How to Empower Open Conversations
Communication is key here. But when it comes to having an open conversation about online safety, we must be sensitive and patient. Here’s how I recommend approaching this topic:
- Choose the Right Time and Place: Select a comfortable and relaxed setting where both you and your parents can have a focused conversation without distractions.
- Express Concern and Care: Start the conversation by expressing your genuine concern for their well-being. Let them know that you want to have this discussion because you care about their safety in the digital world.
- Share Relevant Stories: You can come prepared with news articles about online scams and their consequences. This can make the threat more tangible and relatable. Unfortunately, with a quick google search, you will see lots of harrowing stories of scams.
- Emphasize Their Expertise: Acknowledge their life experience and wisdom, and express that you value their insights. This can build their confidence and create a space where they feel comfortable sharing their concerns and questions.
- Share Your Own Learning Journey: Discuss your own experiences with online safety and scams. Share any mistakes you’ve made and what you’ve learned from them. This can encourage them to open up about their own concerns.
- Explain Common Scams: Provide a simple overview of common online scams, emphasizing that scammers use various tactics to trick even the most cautious individuals.
- Offer Practical Tips: Gently offer practical tips for identifying scams, such as recognizing suspicious email addresses, verifying the authenticity of websites, and being cautious about sharing personal information.
- Address Their Concerns: Give them space to voice their concerns, questions, and any fears they might have about using technology.
- Introduce Resources: Share trustworthy resources, such as websites, videos, articles, or podcasts that provide more information about online safety and scams. This allows them to learn at their own pace.
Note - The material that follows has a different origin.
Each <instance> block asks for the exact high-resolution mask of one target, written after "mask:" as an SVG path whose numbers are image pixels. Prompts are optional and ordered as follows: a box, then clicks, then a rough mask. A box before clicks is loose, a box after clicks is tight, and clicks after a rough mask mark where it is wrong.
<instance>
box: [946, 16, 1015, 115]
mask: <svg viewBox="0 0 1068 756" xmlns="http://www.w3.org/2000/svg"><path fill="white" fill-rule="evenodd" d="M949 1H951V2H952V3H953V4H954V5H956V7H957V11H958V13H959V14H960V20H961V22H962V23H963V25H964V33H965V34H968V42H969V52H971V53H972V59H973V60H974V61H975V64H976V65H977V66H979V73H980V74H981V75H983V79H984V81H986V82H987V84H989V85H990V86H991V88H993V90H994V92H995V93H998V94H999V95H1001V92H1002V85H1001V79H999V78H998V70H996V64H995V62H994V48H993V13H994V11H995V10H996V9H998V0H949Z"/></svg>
- Offer Support: Let them know that you’re always there to provide guidance and help if they encounter any suspicious activity online. Make them feel comfortable reaching out without hesitation.
Building trust and ensuring your parents feel comfortable discussing these topics is pivotal.
As we wrap up, remember that protecting our parents from senior citizen scams is more than an added responsibility – it really is an act of love.
That concludes today’s episode. I will leave all of the resources we discussed in the show notes, as well as some additional resources we have on this topic. Thank you to everyone who tuned in, and stay safe out there.